We don't want any system dependencies because Bazel shall handle all dependencies. No system libc. No loader. Yet, dynamic linking via dlopen must work.

So this finally leads us the conclusion: We want musl libc as a shared library. Therefore, we need the musl loader. However, we cannot assume the system will have it. We need some kind of wrapper.

Since I know there is some crazy stuff out there to make an αcτµαlly pδrταblε εxεcµταblε with cosmopolitan, it should be possible somehow.

The Trick for a Portable Python

Let's create a launcher which pretends to be a Python executable. One can build Python as a library and load that internally. We can build libpython with musl and that should be nicely portable.

How will that launcher work on systems with glibc though? The fun thing is that the binary will still mostly run even on a glibc system. It will only fail at the dlopen, where we try to load libpython. However, in that case the launcher can simply adapt the environment (LD_LIBRARY_PATH to our packaged libs), use the bundled musl loader, and execute itself with it. The spawned clone will use the bundled musl libc and loading libpython works.

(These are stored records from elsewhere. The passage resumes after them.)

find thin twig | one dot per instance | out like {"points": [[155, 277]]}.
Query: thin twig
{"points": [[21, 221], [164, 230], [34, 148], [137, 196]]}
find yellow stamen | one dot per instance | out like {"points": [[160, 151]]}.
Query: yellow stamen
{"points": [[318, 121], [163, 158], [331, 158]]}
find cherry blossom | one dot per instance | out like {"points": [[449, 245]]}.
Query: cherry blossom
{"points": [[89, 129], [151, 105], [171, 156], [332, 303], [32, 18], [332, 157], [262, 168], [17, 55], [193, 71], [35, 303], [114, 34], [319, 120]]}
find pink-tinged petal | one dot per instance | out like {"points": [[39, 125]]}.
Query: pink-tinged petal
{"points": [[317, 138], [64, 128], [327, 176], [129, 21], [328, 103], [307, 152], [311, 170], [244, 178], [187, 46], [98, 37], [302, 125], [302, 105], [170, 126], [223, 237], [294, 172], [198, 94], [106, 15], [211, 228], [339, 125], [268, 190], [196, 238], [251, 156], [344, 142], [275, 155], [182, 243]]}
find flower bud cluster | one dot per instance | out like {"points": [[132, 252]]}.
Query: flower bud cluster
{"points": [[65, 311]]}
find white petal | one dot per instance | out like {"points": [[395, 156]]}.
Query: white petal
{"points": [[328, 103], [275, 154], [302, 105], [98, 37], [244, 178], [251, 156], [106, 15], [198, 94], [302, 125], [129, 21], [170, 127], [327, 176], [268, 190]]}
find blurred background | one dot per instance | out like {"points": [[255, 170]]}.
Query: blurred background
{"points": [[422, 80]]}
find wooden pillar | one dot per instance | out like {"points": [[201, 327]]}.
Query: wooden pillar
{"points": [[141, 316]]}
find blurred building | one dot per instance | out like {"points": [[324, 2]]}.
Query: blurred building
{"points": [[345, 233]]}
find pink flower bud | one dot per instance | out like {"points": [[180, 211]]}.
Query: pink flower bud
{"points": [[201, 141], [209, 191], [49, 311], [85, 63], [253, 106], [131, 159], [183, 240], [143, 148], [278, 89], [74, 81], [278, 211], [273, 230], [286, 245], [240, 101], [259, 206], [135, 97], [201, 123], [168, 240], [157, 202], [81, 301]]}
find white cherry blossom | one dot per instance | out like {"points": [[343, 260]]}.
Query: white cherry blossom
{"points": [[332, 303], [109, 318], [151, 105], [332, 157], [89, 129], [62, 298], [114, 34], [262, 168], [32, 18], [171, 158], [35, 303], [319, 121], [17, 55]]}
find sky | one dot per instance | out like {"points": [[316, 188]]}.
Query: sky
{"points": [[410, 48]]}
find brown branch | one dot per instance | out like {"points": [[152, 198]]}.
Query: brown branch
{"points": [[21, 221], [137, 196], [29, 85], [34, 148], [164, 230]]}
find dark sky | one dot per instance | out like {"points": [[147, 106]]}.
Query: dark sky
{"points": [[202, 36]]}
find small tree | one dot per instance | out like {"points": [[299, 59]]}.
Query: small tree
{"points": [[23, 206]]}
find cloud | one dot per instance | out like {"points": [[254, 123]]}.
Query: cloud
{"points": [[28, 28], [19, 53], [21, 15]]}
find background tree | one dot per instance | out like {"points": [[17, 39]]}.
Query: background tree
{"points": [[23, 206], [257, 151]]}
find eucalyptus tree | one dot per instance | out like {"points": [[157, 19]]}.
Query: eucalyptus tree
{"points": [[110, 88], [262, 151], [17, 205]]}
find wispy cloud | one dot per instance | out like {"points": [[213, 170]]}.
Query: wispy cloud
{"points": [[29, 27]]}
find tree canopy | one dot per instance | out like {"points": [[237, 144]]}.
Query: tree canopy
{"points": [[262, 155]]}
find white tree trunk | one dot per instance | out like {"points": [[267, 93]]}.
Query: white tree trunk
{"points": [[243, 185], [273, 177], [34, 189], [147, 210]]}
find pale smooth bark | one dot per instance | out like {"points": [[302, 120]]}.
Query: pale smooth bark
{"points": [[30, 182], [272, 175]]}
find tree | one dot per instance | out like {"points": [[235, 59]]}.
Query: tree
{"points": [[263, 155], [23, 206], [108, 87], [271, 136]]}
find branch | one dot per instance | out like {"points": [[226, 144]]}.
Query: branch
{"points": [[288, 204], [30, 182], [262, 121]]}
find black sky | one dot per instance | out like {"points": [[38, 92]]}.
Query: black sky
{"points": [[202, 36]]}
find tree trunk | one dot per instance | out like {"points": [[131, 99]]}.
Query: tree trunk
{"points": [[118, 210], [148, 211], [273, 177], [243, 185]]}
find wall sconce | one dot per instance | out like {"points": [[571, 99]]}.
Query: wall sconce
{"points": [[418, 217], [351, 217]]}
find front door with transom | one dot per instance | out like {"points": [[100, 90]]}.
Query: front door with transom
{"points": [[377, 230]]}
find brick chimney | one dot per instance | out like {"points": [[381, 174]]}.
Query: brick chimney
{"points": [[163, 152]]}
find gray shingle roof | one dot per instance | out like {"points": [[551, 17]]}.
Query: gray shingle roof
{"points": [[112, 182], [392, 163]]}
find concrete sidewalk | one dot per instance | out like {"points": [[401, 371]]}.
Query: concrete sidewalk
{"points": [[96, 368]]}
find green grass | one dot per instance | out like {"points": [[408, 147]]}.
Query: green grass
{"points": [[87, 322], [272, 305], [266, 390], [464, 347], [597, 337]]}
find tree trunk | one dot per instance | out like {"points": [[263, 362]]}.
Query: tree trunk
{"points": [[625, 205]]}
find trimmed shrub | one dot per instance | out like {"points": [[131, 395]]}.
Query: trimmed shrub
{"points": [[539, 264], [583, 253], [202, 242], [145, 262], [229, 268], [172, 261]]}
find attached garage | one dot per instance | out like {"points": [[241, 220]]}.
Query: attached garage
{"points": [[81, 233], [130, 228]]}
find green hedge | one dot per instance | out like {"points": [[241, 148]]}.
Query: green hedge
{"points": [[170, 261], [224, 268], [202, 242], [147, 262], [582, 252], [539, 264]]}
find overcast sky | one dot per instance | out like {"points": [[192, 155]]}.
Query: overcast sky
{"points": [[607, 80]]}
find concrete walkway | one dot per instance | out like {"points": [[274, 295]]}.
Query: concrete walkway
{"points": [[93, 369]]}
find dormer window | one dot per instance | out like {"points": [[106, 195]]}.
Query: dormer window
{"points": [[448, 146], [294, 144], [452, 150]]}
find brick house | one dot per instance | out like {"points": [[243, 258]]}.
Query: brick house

Everything is dynamically linked so Python packages generally work. In contrast to venv, you can tarball this Python distribution and move it around without problems. It results in a 37MiB tar.gz. It includes nearly all the "batteries" (no GUI stuff). It includes header files, so one can compile C extensions. It includes libssl, libz, libsqlite3, and others.

With a little AI help, all this went quite smoothly. The really hard part was still to come.

Building Distributions

Bazel is straightforward if you work with files but it gets tricky if you work with directories. It took me more than two weeks to find a way to derive Python distributions in a way I consider "not too hacky".

One big trick is to put most of the programming into a Python script, which I sneak into the Python distribution. Now one just needs to call:

my/bin/python3 -m ppd_instantiate another/ reqs.txt

This copies the whole distribution into the another/ folder and pip-installs whatever is in reqs.txt. It also deletes __pycache__ stuff for size reasons.

Bazel is still picky because you cannot have a filegroup, like the another/ folder, and as its own target an executable from that folder. Apparently, one has to create a wrapper script and annotate the rest of the distribution as runfiles.

How does the wrapper script find the python3 executable in the runfiles? For now, I use find(1). That is the hacky part. There should be some way to not rely on find?! It still looks nice in a BUILD file though as the messy details are hidden in a library:

python_derived_dist(
    name = "my_python",
    python_exe = "@portable_python//:python",
    requirements_txt = "requirements.txt",
    tags=["requires-network"],
)

So now we have a rule to create Python distributions with a custom set of additional packages installed. From that one can create another rule to build some Sphinx documentation for example.

sphinx_build(
    name = "sphinx_html",
    srcs = glob(["docs/*"]),
    python_distro = ":my_python",
)

And just like that bazel build :sphinx_html will install your packages for your custom Python distribution and build the documentation.

Concept Proven

Such Python distributions are nicely cached by Bazel. You can have as many variants as you want and mix them in your builds without toolchain considerations.

You can also make them available to other modules as a simple executable target. No need for users to write toolchain boilerplate.

That said, this portable python is a proof of concept. It is not broadly tested, so take "portable" with a grain of salt.

Python as a target, not a toolchain, in a Bazel build system